As I sit in the luxurious Broken Pencil office surrounded by lonely cardboard boxes, plastic army men and countless packages addressed to people who are no longer with us, I wonder what the fuck is the point? I mean, there is a point, I guess, to recreate, share, download, crop and byline year after year after year. It’s part of the social norm that is publishing, even if the only reward is a small bottle of water once a month and a half-pellet of food.
When the news came in that Verbicide, our comrade to the south, went belly-up, I was shocked. Verbicide was grungy, fun, full of weirdos and a good little dog. At the onset of 2009, the US-based magazine released its 25th and final issue. Like Broken Pencil in many ways, Verbicide was quirky, all over the place and dedicated to a lot of independent artists. Each issue had an indie author spotlight, (Hal Niedzviecki, Brian Joseph Davis and Chandra Mayor to name three in recent issues) independent music and film and original fiction and poetry were also showcased. That’s sorta been Jackson Ellis’s idea from the beginning.
Verbicide was no yoga magazine. It didn’t deserve the same fate as Canada’s Ascent or other magazines that collapse haplessly and die.
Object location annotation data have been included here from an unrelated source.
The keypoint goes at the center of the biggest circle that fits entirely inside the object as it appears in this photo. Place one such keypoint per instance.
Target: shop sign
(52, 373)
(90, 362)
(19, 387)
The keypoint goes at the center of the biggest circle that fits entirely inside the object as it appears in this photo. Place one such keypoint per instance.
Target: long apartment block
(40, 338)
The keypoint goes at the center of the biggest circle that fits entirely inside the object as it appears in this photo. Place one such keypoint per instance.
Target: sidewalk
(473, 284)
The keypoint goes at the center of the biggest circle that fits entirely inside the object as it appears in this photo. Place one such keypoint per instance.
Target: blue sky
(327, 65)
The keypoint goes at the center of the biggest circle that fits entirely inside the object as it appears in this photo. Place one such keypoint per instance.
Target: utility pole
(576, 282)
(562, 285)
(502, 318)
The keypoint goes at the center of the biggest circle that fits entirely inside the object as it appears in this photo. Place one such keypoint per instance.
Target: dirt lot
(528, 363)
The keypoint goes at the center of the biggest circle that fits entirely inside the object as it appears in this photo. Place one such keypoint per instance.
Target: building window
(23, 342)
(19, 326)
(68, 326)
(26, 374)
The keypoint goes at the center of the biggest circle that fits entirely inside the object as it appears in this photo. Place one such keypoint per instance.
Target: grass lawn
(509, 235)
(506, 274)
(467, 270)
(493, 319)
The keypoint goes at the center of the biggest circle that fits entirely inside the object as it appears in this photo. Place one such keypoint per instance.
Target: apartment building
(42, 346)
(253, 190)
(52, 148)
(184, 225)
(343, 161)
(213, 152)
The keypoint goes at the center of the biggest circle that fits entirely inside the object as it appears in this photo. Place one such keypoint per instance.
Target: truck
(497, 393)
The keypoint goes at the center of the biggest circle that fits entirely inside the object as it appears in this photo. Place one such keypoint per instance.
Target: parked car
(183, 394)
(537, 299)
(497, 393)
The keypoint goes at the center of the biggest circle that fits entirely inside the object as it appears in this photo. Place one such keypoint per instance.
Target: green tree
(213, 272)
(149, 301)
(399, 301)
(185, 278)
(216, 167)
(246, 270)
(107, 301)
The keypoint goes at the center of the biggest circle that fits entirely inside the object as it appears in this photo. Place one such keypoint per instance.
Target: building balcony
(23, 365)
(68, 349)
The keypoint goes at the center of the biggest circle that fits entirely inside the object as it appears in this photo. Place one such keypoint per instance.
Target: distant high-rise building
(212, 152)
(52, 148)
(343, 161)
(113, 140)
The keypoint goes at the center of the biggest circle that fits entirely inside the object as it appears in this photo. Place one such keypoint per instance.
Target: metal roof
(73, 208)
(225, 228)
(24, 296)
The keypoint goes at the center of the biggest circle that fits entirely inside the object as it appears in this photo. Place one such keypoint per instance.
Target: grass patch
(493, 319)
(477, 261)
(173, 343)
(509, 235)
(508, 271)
No, Verbicide was a curious creature, a fun arts magazine that seemed to originally hail from Vermont. To give you an idea of what it was like, Verbicide was a mixture of an indie zine, with a dash of Punk Planet and a pinch of Broken Pencil. A pretty hefty pinch. They liked their wacko fiction as well, and featured stuff by Joe Meno and Rick Jankowski.
Ellis started the magazine in 1999, making the first issue by hand and cut and paste in the summer following his freshman year of college. At 12 pages, with some poetry, a few photos, some rants and “some stupid pictures I clipped out of comics and cereal boxes,” Ellis says it was nothing too impressive. Over the next year or so, he began collaborating with some friends until they had enough for what would be a more evolved version of the magazine.
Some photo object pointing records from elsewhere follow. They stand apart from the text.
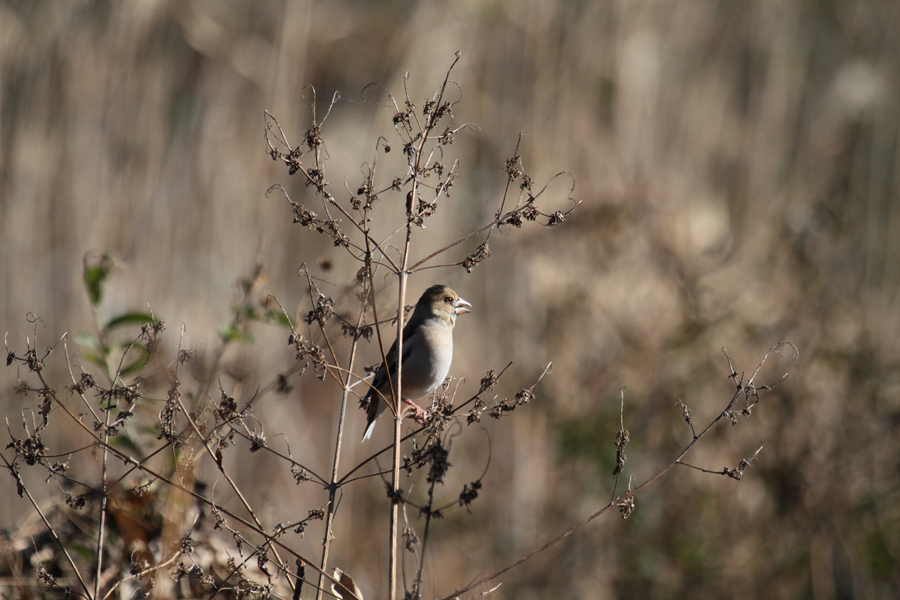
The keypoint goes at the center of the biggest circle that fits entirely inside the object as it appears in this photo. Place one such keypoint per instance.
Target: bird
(427, 353)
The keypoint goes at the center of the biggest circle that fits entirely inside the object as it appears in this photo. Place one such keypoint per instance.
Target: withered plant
(148, 525)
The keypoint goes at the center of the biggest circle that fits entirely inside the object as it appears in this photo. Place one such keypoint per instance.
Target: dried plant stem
(103, 480)
(398, 415)
(742, 390)
(24, 490)
(333, 485)
(128, 459)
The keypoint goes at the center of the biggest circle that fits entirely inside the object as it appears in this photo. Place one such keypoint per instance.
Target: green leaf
(279, 318)
(138, 363)
(83, 551)
(94, 276)
(95, 358)
(134, 318)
Ellis says most of the writing was done by his friends Christopher Connal and Leanne O’Connor, as well as Jackson himself. “In fall of 2000 I made Verbicide issue two, another cut and paste job, and on election night of 2000 I met Douglas Novielli at a Rancid show in Boston. He was a friend of Chris Connal’s. He happened to run a literary webzine, Terraspatial, and we decided to join forces.”
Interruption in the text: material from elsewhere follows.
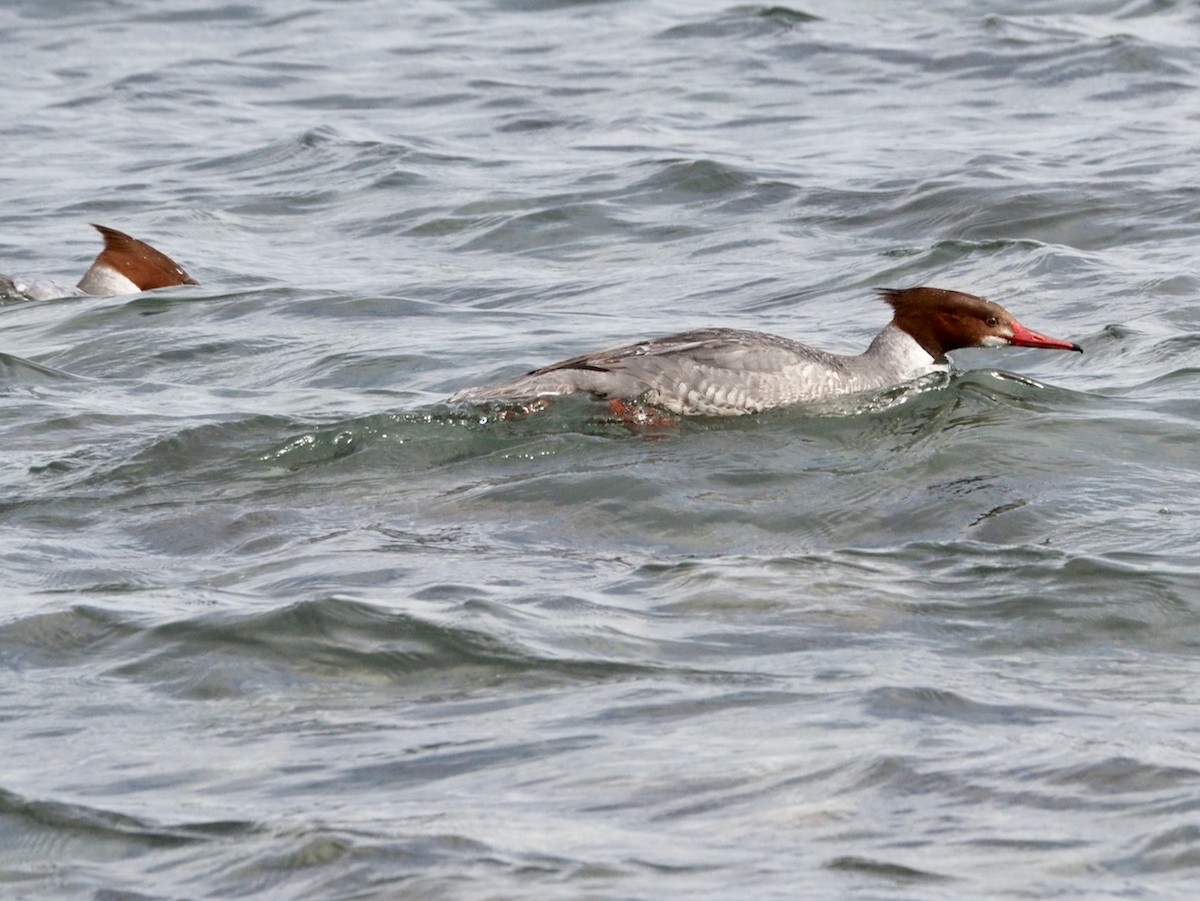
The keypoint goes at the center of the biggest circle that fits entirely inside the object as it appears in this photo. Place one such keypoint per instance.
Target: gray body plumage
(720, 372)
Shortly thereafter, the collective formed Scissor Press, the media company umbrella under which several projects are published, and in June of 2001, issue three of Verbicide was printed–the first professionally printed issue. “It was poorly designed, rife with errors, and was only 48 pages of newsprint, but it was a big step for us.”
Jump forward to 22 issues and a half-decade and some change and the magazine had reached its last mile. Ellis says the publication of Verbicide has been a true labour of love, and Scissor Press will continue to release things in the future. “So far we are planning to release two benefit compilation CDs [to be co-released with GC Records], as well as a comic book or two.”
Currently at the Scissor Press web-store, all 25 issues are on sale for $3.95, including my favourite issue, focused entirely on unsigned bands. You can peruse some of the articles online as well as take a peak at some of their music side projects.
“Once things settle down in the next month or so we’ll decide exactly where to go with that,” says Ellis. “We might start cranking out some new projects to fill the void left by Verbicide. I always hoped we’d keep Verbicide in print indefinitely, and I certainly didn’t want to be forced to retire the magazine due to financial reasons, but I am hoping that from the ashes something better will rise.”